Da Sie von innen nach außen diffusionsoffener werden müssen und die vorhandene Dachpappe sehr diffusionsdicht ist, wäre ist in Ihrem Fall wirklich günstiger mit einer Hinterlüftung zu arbeiten. Soll die Dachabdichtung erhalten bleiben, bzw. Sie gezwungen sein, von innen gegen die Dachabdichtung zu arbeiten, bieten sich Mattendämmstoffe an, die zwischen die Sparren geklemmt werden, wobei eine Luftschicht von 2-4 cm zur Dachuntersicht zu erhalten ist. Damit hier keien stehende Luftschicht entsteht, sondern entstehende Kondenswasser auch wirklich abtransportiert werden kann, benötigen Sie im Normalfall Zu- und Abluftmöglichkeiten zur Durchlüftung.
Mattendämmstoffe gibt es sowohl in Mineralwolle, wie auch in ökologisch unkritischeren Materialien wie Flachs, Hanf oder Schafwolle. MiWos schneiden bei den Kosten und den Dämmwerten normalerweise besser ab, die "Ökos" bieten häufig den besseren sommerlichen Hitzeschutz.
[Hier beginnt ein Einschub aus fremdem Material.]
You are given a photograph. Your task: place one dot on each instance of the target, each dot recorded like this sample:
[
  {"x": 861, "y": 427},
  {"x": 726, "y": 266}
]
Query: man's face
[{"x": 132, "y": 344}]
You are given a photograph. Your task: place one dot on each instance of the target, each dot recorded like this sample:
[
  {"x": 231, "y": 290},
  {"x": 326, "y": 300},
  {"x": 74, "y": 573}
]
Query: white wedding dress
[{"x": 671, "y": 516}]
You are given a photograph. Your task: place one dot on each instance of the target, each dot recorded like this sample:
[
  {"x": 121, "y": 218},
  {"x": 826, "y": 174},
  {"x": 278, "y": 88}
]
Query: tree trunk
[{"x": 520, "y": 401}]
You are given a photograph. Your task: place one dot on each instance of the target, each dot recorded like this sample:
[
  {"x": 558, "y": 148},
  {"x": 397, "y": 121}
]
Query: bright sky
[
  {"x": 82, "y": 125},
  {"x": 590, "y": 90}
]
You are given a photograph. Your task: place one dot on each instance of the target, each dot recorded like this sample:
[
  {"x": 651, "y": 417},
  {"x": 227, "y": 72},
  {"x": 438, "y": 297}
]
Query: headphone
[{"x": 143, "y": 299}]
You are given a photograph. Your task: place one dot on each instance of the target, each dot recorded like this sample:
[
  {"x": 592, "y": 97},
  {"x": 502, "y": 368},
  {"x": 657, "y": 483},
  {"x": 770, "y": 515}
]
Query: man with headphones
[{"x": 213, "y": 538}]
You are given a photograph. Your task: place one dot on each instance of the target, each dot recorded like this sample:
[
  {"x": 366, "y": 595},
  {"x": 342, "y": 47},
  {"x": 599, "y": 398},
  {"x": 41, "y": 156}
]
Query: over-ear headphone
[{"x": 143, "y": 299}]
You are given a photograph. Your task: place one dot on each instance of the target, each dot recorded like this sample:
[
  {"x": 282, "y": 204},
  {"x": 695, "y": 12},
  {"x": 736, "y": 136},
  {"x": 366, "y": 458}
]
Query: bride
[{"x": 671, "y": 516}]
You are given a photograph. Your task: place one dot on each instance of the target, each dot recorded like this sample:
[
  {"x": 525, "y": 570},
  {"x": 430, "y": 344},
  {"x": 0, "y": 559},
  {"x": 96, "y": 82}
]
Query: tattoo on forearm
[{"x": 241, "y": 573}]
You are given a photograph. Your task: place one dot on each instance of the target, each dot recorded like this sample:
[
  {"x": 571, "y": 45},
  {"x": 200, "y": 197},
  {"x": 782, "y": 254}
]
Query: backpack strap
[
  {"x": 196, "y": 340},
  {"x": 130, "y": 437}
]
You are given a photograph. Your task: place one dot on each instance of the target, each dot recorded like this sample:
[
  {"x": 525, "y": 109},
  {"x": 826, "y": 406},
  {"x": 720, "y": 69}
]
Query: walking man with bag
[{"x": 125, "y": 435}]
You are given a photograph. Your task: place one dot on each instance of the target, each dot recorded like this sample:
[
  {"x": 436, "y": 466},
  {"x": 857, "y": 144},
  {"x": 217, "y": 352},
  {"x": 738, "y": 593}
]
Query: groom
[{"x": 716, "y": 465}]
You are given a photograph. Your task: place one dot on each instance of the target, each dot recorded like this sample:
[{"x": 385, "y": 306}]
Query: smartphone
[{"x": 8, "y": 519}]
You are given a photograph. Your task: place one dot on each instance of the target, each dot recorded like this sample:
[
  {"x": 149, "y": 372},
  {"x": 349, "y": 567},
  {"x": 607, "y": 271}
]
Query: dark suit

Die MiWo-Industrie verspricht uns Planern, Handwerkern und Bauherrn zwar immer wieder, dass es jetzt keinerlei gesundheitliche Bedenken mehr geben kann, seltsamerweise bekomme ich aber immer noch Ausschlag und Hustenanfälle beim Verarbeiten (hängt wahrscheinlich mit der Überdosis aus der Lehrlingszeit zusammmen).
Alles hängt im wesentlichen von den Dämmwerten ab, die Sie mit Ihrer Konstruktionshöhe erreichen können.
Vergessen Sie bitte dabei nicht, dass Sie mit Dämmung und Ausbau zusätzliche Lasten in Ihren Dachstuhl bringen.
Mit freundlichen Grüßen
Martin Malangeri



Und



hier nochmal die passende Grafik.

Viele Grüße aus Koblenz



Es geht aber auch anders



Und zwar, wenn man z.B. die Dampfbremsen von proclima in Verbindung mit Zellulose verwendet. Es ist nicht zwingend notwendig (im bewussten Widerspruch zur DIN), von innen nach aussen diff.-offener zu werden. Es geht auch so, dass man innen im Winterfall REALTIV dicht ist, somit einen gewissen Eintrag in den Aufbau zulässt, im Sommer aber dafür Sorge trägt, dass ein deutlich höheres Verdunstungspotenzial gegeben ist. Nähere Info´s gibt es bei proclima und deren Verarbeiter, aber auch G+H (um noch einen Hersteller zu nennen) haben eine solch ähnliche Dichtungsbahn.

Hinterlüftung halte ich in den meisten Fällen für absolut rückschrittig und auch kontraproduktiv (Minderung der Dämmwirkung durch Luftaustausch in den oberen Zentimetern der Dämmschicht und feuchteeintrag in diese).